Special servicers for the commercial mortgage-backed securities industry are preparing for an increase in delinquencies, the first time the mart will have had to handle the phenomenon, according to Real Estate Finance & Investment, a BW sister publication. Investors have expressed concern about special servicers' readiness to handle the increase, but preparations have included the addition of seasoned workout staff, upgrades in technology and a practice of monitoring the performance of a loan during its life. "The market is seeing an increase in delinquencies," reflects Stephanie Petosa, a senior director at Fitch. "Servicers are describing their operations as prepared for an increase and we are attempting to verify that through reviews."
According to research from Standard & Poor's, commercial loan delinquencies--which have floated around historical lows of 0.30%-0.50% for the past several years--could reach 1.5%-2.0% year-end and 2-2.5% by the end of 2002. This would lead to a period of heightened activity for special servicers, which work out the troubled loans in CMBS deals. "We would be foolish not to assume [that delinquencies] will rise further," says Brian Hanson, senior v.p. at CRIIMI MAE, a Rockville, Md., non-investment-grade buyer and special servicer. "We've been expecting that since day one."
Maintaining an adequate staff is one of the most important factors that Fitch looks at when rating special servicers, a function it has performed since 1992. This is a question that has investors concerned, says Michael Hoeh, v.p. and portfolio manager at Dreyfus.
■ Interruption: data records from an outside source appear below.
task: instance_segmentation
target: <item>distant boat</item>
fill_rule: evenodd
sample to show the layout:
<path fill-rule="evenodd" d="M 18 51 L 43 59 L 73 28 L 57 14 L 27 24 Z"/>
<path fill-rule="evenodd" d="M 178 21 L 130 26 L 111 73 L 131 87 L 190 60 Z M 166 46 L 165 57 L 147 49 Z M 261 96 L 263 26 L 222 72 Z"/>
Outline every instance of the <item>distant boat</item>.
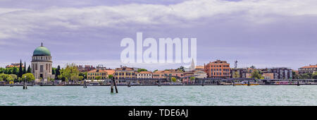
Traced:
<path fill-rule="evenodd" d="M 249 82 L 248 84 L 247 80 L 244 80 L 244 81 L 242 81 L 242 82 L 239 82 L 237 83 L 235 83 L 235 85 L 259 85 L 260 84 L 255 83 L 255 82 Z"/>

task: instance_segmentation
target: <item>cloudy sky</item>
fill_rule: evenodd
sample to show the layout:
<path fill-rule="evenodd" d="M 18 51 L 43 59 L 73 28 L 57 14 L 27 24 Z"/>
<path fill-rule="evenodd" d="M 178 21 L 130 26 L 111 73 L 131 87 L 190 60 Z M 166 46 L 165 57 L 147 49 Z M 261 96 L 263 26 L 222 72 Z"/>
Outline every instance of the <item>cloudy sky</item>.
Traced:
<path fill-rule="evenodd" d="M 316 21 L 316 0 L 0 0 L 0 66 L 30 64 L 42 42 L 54 66 L 180 66 L 122 64 L 121 40 L 142 32 L 197 38 L 198 65 L 221 59 L 297 69 L 317 64 Z"/>

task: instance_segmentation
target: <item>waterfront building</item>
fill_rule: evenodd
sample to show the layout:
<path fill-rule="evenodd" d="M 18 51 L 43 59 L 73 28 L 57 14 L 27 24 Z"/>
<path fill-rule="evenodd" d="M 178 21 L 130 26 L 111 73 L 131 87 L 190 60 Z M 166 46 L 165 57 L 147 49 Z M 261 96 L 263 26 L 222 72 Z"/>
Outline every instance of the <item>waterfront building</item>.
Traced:
<path fill-rule="evenodd" d="M 116 71 L 113 70 L 113 69 L 106 69 L 106 70 L 104 70 L 104 71 L 107 72 L 108 76 L 109 76 L 109 75 L 113 76 L 114 73 L 116 73 Z"/>
<path fill-rule="evenodd" d="M 184 72 L 176 70 L 157 71 L 153 73 L 153 78 L 180 78 L 184 76 Z"/>
<path fill-rule="evenodd" d="M 217 60 L 204 65 L 205 72 L 209 78 L 228 78 L 230 77 L 230 64 L 225 61 Z"/>
<path fill-rule="evenodd" d="M 77 68 L 78 68 L 78 71 L 80 72 L 88 72 L 88 71 L 96 69 L 95 67 L 94 67 L 93 66 L 91 66 L 91 65 L 85 65 L 85 66 L 79 65 L 79 66 L 77 66 Z"/>
<path fill-rule="evenodd" d="M 273 79 L 292 79 L 292 70 L 285 67 L 260 69 L 262 74 L 273 73 Z M 271 78 L 271 75 L 268 75 Z"/>
<path fill-rule="evenodd" d="M 274 73 L 263 73 L 263 77 L 264 77 L 264 79 L 274 79 Z"/>
<path fill-rule="evenodd" d="M 252 73 L 254 68 L 233 68 L 230 69 L 231 78 L 248 78 L 249 73 Z M 235 76 L 235 73 L 239 76 Z"/>
<path fill-rule="evenodd" d="M 152 72 L 141 71 L 137 73 L 137 78 L 152 78 Z"/>
<path fill-rule="evenodd" d="M 195 67 L 195 71 L 205 71 L 205 66 L 197 66 Z"/>
<path fill-rule="evenodd" d="M 43 46 L 43 43 L 34 50 L 31 67 L 35 83 L 47 82 L 50 78 L 55 78 L 51 73 L 52 63 L 51 52 Z"/>
<path fill-rule="evenodd" d="M 104 70 L 92 70 L 89 71 L 87 73 L 87 79 L 95 80 L 96 77 L 100 76 L 102 80 L 105 80 L 108 78 L 108 73 Z"/>
<path fill-rule="evenodd" d="M 137 68 L 121 66 L 115 70 L 114 77 L 116 79 L 136 78 Z"/>
<path fill-rule="evenodd" d="M 317 64 L 316 65 L 309 65 L 307 66 L 303 66 L 299 68 L 298 71 L 299 74 L 303 73 L 314 73 L 317 72 Z"/>
<path fill-rule="evenodd" d="M 207 73 L 202 71 L 196 71 L 194 72 L 194 76 L 197 78 L 206 78 L 208 77 Z"/>
<path fill-rule="evenodd" d="M 153 73 L 153 78 L 164 78 L 165 75 L 169 75 L 170 72 L 168 71 L 156 71 Z"/>
<path fill-rule="evenodd" d="M 6 66 L 6 68 L 13 68 L 13 67 L 20 68 L 20 63 L 13 63 L 11 64 L 11 65 Z M 24 68 L 23 64 L 22 64 L 22 68 Z"/>

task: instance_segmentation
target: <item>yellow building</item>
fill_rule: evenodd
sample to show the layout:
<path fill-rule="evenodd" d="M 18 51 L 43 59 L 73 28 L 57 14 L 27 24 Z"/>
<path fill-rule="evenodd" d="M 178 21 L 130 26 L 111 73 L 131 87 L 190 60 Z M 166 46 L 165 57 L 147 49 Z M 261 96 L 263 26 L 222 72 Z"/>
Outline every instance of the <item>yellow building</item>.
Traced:
<path fill-rule="evenodd" d="M 137 73 L 137 78 L 152 78 L 152 72 L 142 71 Z"/>
<path fill-rule="evenodd" d="M 95 80 L 97 76 L 100 76 L 102 80 L 105 80 L 108 77 L 108 73 L 104 70 L 92 70 L 87 72 L 87 74 L 89 80 Z"/>
<path fill-rule="evenodd" d="M 114 78 L 116 79 L 136 78 L 137 71 L 133 68 L 126 66 L 116 68 Z"/>

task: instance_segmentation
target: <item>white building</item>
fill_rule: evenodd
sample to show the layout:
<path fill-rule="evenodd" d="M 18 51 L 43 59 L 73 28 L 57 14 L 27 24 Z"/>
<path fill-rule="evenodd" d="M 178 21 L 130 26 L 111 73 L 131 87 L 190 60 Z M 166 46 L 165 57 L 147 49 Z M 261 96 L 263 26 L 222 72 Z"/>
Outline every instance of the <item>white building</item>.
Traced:
<path fill-rule="evenodd" d="M 35 77 L 35 83 L 47 82 L 54 78 L 52 75 L 52 61 L 51 52 L 42 45 L 33 52 L 32 56 L 32 73 Z"/>

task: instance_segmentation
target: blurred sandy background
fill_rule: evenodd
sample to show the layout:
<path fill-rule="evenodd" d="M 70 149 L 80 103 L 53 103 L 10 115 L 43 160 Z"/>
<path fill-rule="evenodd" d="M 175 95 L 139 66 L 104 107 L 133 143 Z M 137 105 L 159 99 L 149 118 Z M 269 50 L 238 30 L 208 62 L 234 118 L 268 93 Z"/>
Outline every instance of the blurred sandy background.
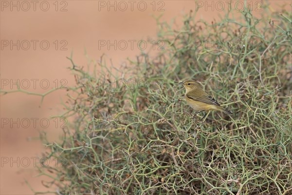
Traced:
<path fill-rule="evenodd" d="M 74 78 L 67 68 L 71 64 L 66 58 L 72 51 L 75 62 L 85 67 L 85 49 L 90 58 L 97 59 L 105 54 L 117 65 L 126 62 L 127 57 L 134 59 L 140 51 L 135 43 L 132 50 L 128 40 L 138 41 L 152 38 L 158 40 L 156 38 L 157 27 L 153 16 L 163 15 L 162 20 L 168 22 L 176 18 L 176 23 L 180 24 L 184 14 L 189 13 L 190 9 L 195 10 L 201 3 L 203 7 L 199 9 L 197 19 L 201 17 L 211 22 L 216 18 L 218 21 L 219 15 L 223 14 L 223 12 L 216 11 L 216 8 L 221 8 L 219 4 L 216 7 L 216 1 L 213 2 L 214 12 L 211 11 L 212 1 L 207 1 L 211 5 L 208 7 L 204 4 L 206 1 L 201 1 L 201 4 L 192 0 L 149 0 L 144 1 L 145 3 L 133 1 L 133 11 L 128 1 L 122 3 L 113 0 L 36 1 L 35 8 L 33 3 L 29 3 L 30 1 L 26 1 L 28 4 L 22 1 L 0 1 L 1 90 L 17 89 L 16 85 L 10 84 L 11 81 L 16 82 L 17 79 L 19 79 L 20 88 L 28 88 L 27 91 L 34 93 L 45 92 L 55 87 L 57 83 L 59 86 L 62 79 L 62 83 L 66 86 L 73 86 Z M 248 2 L 253 5 L 254 9 L 256 8 L 255 1 Z M 280 10 L 285 2 L 270 1 L 274 10 Z M 289 2 L 286 1 L 288 3 Z M 109 3 L 113 6 L 108 7 Z M 30 7 L 28 7 L 29 4 Z M 227 9 L 228 4 L 224 4 Z M 128 8 L 123 11 L 125 4 Z M 240 5 L 238 5 L 238 9 Z M 232 4 L 231 7 L 234 8 L 234 5 Z M 18 45 L 18 40 L 19 40 Z M 23 41 L 25 40 L 27 41 Z M 112 43 L 114 40 L 117 42 L 125 40 L 129 44 L 125 50 L 120 49 L 124 45 L 118 46 L 116 50 L 113 46 L 108 50 L 108 45 L 99 45 L 99 40 L 110 40 Z M 16 43 L 12 47 L 10 40 Z M 33 41 L 36 43 L 35 48 Z M 30 43 L 30 47 L 25 50 L 27 42 Z M 45 50 L 47 42 L 50 46 Z M 147 45 L 146 51 L 149 51 L 149 48 L 151 50 L 151 46 Z M 45 89 L 48 81 L 50 86 Z M 28 83 L 30 86 L 26 87 Z M 1 96 L 1 195 L 33 194 L 25 183 L 25 179 L 36 191 L 47 190 L 41 183 L 44 178 L 36 177 L 37 172 L 34 167 L 33 159 L 41 156 L 44 147 L 35 138 L 38 136 L 39 131 L 45 130 L 51 140 L 58 140 L 62 133 L 61 122 L 51 120 L 46 127 L 45 119 L 62 113 L 60 102 L 62 99 L 66 100 L 66 94 L 64 89 L 55 91 L 45 98 L 40 106 L 39 97 L 19 93 Z M 34 118 L 37 118 L 36 126 L 32 119 Z M 26 118 L 30 122 L 30 125 Z M 42 119 L 43 124 L 40 124 Z M 11 160 L 14 161 L 12 164 Z M 39 161 L 36 160 L 37 164 Z"/>

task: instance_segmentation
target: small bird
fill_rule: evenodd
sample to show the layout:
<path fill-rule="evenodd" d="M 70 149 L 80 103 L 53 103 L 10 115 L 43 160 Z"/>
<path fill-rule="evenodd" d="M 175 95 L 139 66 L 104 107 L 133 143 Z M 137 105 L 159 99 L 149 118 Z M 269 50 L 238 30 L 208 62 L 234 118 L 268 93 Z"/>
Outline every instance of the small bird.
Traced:
<path fill-rule="evenodd" d="M 222 107 L 215 99 L 205 92 L 200 83 L 188 80 L 179 83 L 183 85 L 185 88 L 185 100 L 194 110 L 197 111 L 196 115 L 201 112 L 210 110 L 222 111 L 228 115 L 233 115 L 231 112 Z M 202 120 L 206 115 L 207 113 L 203 117 Z"/>

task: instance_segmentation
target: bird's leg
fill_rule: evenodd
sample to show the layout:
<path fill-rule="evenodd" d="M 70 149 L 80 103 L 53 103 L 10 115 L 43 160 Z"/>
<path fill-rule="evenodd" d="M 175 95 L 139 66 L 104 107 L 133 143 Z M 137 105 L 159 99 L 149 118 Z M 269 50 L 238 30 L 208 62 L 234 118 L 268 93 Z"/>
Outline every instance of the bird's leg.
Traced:
<path fill-rule="evenodd" d="M 197 112 L 196 112 L 196 113 L 195 113 L 195 115 L 198 115 L 199 113 L 201 113 L 201 112 L 203 112 L 203 111 L 204 111 L 204 110 L 201 110 L 201 111 Z"/>
<path fill-rule="evenodd" d="M 197 117 L 197 115 L 200 113 L 201 113 L 202 112 L 204 111 L 203 110 L 201 110 L 200 111 L 197 112 L 196 113 L 195 113 L 195 114 L 194 115 L 193 115 L 193 118 L 195 118 L 195 117 Z"/>
<path fill-rule="evenodd" d="M 204 120 L 204 119 L 205 119 L 205 117 L 206 117 L 206 116 L 207 116 L 207 114 L 208 113 L 208 112 L 206 112 L 206 114 L 205 114 L 205 115 L 204 115 L 204 116 L 202 118 L 202 120 L 201 120 L 201 121 L 203 121 Z"/>

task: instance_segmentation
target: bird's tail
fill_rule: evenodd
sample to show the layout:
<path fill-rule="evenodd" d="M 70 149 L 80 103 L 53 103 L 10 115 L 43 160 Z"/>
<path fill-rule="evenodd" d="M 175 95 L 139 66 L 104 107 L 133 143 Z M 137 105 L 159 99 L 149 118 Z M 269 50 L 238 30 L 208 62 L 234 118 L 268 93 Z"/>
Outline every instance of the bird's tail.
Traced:
<path fill-rule="evenodd" d="M 222 111 L 222 112 L 223 112 L 225 114 L 227 114 L 228 115 L 233 115 L 233 114 L 231 112 L 228 111 L 226 109 L 224 109 L 223 108 L 222 108 L 222 109 L 221 110 Z"/>

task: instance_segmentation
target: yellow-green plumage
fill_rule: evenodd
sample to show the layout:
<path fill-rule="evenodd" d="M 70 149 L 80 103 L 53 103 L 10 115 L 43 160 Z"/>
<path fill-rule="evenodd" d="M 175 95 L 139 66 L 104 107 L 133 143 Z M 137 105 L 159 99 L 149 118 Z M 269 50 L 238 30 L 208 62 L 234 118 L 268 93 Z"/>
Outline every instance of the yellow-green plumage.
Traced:
<path fill-rule="evenodd" d="M 231 115 L 233 114 L 222 108 L 219 103 L 203 90 L 199 82 L 189 80 L 180 82 L 186 89 L 185 98 L 187 103 L 196 111 L 217 110 Z"/>

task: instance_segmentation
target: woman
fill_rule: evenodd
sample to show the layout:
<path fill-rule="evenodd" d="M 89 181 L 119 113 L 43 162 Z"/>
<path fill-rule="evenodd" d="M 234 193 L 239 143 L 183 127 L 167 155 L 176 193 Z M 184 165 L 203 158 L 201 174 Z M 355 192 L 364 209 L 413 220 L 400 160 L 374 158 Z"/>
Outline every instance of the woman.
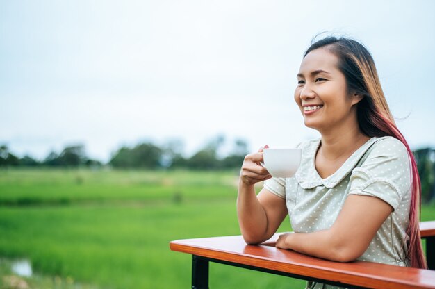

Because delinquencies have been so low, most special servicers are operating with a skeleton crew and have been warehousing their workout specialists in other parts of the business, Petosa says. "There is not a lot of staff to workouts right now. We want to find out how many people are ultimately accessible to do special servicing," she adds.
Because delinquencies have been low, special servicers have been working to enhance their technology. This includes using technology to track defaulted assets through their workout or foreclosure process and complete net-present-value calculations, Petosa says, Petosa says. Although delinquencies have been low, certain sectors were cited by all servicers as troublesome, namely limited service hotels and retail. But apart from that, the market has not been seeing any clear trends in delinquencies.
Servicers also are doing a better job of being proactive, Petosa believes. This includes communicating with the master servicer on a 30-day basis to determine which loans are performing well and which are likely to cause alarm down the line. First Union Securities has been tackling the issue by analyzing trends, Commercial Mortgage Securities Association watch lists and any red flags from geographic and property types, said Dennis McCloskey, director of special servicing. In addition to its own preparations, First Union's special servicing group is able to tap into First Union National Bank's Special Asset Management Group, which will increase the amount of staff that it can turn to delinquencies.
CRIIMI's initiatives include a proprietary database launched about two years ago that includes detail operational data and property information. "This gives us the ability to do data mining and analysis on specific pools so that we can be proactive in viewing the risks," Hanson says. CRIIMI has added some staff to its special servicing group and expects to add more in the coming months. And like some its peers, CRIIMI typically has bargained for the surveillance duties for a pool of loans. This has allowed it to be included in the on-going surveillance of the loans, including approving borrower consent requests. "We've approved modifications, secondary financing, mezzanine debt. If you're a B-piece buyer, you need to have a hand in every situation."